Yuti Gao (yuga3894@colorado.edu)

2022-08-05 16:00:08

Thankssssss for organising this boot camp, I were searching for materials to learn about how to do ancient microbial analysis and then saw this summer school, too good to be true! got inspired a lot and it’s so fun to see people from many different places sharing the similar science interest! 🍻

❤️ Yuti Gao, James Fellows Yates, Nikolay Oskolkov, Raphaela St, Christina Warinner

James Fellows Yates (james_fellows_yates@eva.mpg.de)

2022-08-05 20:06:11

I'm glad you enjoyed it and found it useful! Now go out and spread the knowledge!!

👍 Nikolay Oskolkov

James Fellows Yates (james_fellows_yates@eva.mpg.de)

2022-08-08 14:19:00

@channel the time (that isn't this afternoon) that most people who were interested in the re-do of setting up the git session is this Thursday - August 11th at 11am!

Please mark that in your calendars.

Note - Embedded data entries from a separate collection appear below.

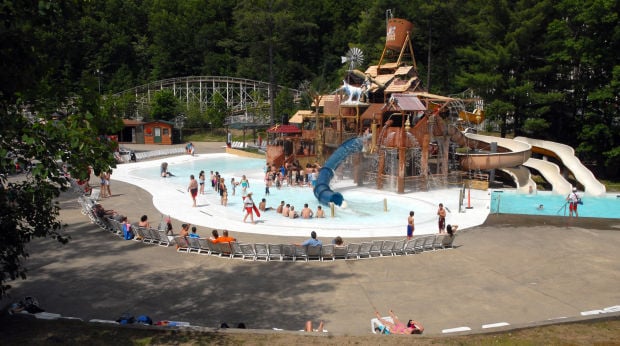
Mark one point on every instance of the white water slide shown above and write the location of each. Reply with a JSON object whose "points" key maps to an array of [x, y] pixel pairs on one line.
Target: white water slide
{"points": [[522, 177], [552, 174], [566, 154]]}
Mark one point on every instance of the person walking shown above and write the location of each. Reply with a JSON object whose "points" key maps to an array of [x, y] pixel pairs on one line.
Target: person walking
{"points": [[193, 189], [573, 200], [441, 213], [248, 205], [410, 226]]}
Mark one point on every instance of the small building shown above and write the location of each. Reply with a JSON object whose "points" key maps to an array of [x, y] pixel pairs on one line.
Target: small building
{"points": [[158, 132], [132, 132]]}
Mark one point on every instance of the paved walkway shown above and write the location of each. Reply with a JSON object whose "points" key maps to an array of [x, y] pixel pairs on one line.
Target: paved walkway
{"points": [[513, 269]]}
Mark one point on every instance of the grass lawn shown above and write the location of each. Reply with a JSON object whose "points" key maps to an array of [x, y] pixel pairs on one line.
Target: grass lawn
{"points": [[23, 330]]}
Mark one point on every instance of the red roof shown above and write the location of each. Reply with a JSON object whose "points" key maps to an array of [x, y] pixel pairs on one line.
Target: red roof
{"points": [[284, 129]]}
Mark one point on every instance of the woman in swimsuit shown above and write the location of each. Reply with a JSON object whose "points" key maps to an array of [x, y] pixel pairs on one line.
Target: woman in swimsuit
{"points": [[201, 179], [397, 327], [193, 188]]}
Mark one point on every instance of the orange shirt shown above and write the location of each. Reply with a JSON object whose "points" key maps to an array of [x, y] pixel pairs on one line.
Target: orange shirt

We will meet in gather.town again 🙂

You're also welcome to join if you didn't fill in the when2meet or the poll!

We will be setting up hte SHH keys properly for you all on your laptops/computers/servers, whereever you want 😉

👀 Maria Lopopolo

👍 Mohamed Sarhan, Laura Carrillo Olivas

James Fellows Yates (james_fellows_yates@eva.mpg.de)

2022-08-08 14:19:30

PM your google account if you want a google calendar invit

👍 Laura Carrillo Olivas

Laura Carrillo Olivas (laura-carrillo-olivas@hotmail.com)

2022-08-09 14:31:38

lau.carrillo.olivas89@gmail.com

James Fellows Yates (james_fellows_yates@eva.mpg.de)

2022-08-09 14:32:03

*Thread Reply:* Invited you can delete this messag eif you want 🙂

James Fellows Yates (james_fellows_yates@eva.mpg.de)

2022-08-11 11:00:58

@channel we are starting teh git v2 thing (/personal git set up)

James Fellows Yates (james_fellows_yates@eva.mpg.de)

2022-08-11 11:05:19

@Pooja Mehta @Andrea Musso @Kadri Irdt @Laura Carrillo Olivas if you're around

Pooja Swali (swalipooja@gmail.com)

2022-08-11 11:05:22

@Pooja Swali has joined the channel

James Fellows Yates (james_fellows_yates@eva.mpg.de)

2022-08-11 11:05:35

Oops sorry wrong Pooja - Sorry @Pooja Swali you can leave this cahnnel 🙂

🥲 Pooja Swali

James Fellows Yates (james_fellows_yates@eva.mpg.de)

2022-08-11 11:42:16

We are still here for another twenty minutes!

Mohamed Sarhan (mohamed.sarhan@eurac.edu)

2022-08-11 16:35:46

Thanks a lot @James Fellows Yates and @Megan Michel for the Github session today ☺️

❤️ Megan Michel

Laura Carrillo Olivas (laura-carrillo-olivas@hotmail.com)

2022-08-12 00:31:09

I'm so sorry!! I didn't hear my alarm 🙁and didn't wake me up!! But I will check everything and if I have any doubts I will not hesitate to tell you, thank you so much!! ❤️

James Fellows Yates (james_fellows_yates@eva.mpg.de)

2022-08-12 08:20:54

*Thread Reply:* Don't apologise, I was surprised you inidicated you make that time! If you have time your morning/my afternoon today, we could quickly meet if you want?

Laura Carrillo Olivas (laura-carrillo-olivas@hotmail.com)

2022-08-12 19:51:23

*Thread Reply:* I just saw the message, I can any day after 3:00 pm Berlin time 😊

James Fellows Yates (james_fellows_yates@eva.mpg.de)

2022-08-12 20:02:47

*Thread Reply:* Shall we book 15:00_15:45 on Monday (15th)?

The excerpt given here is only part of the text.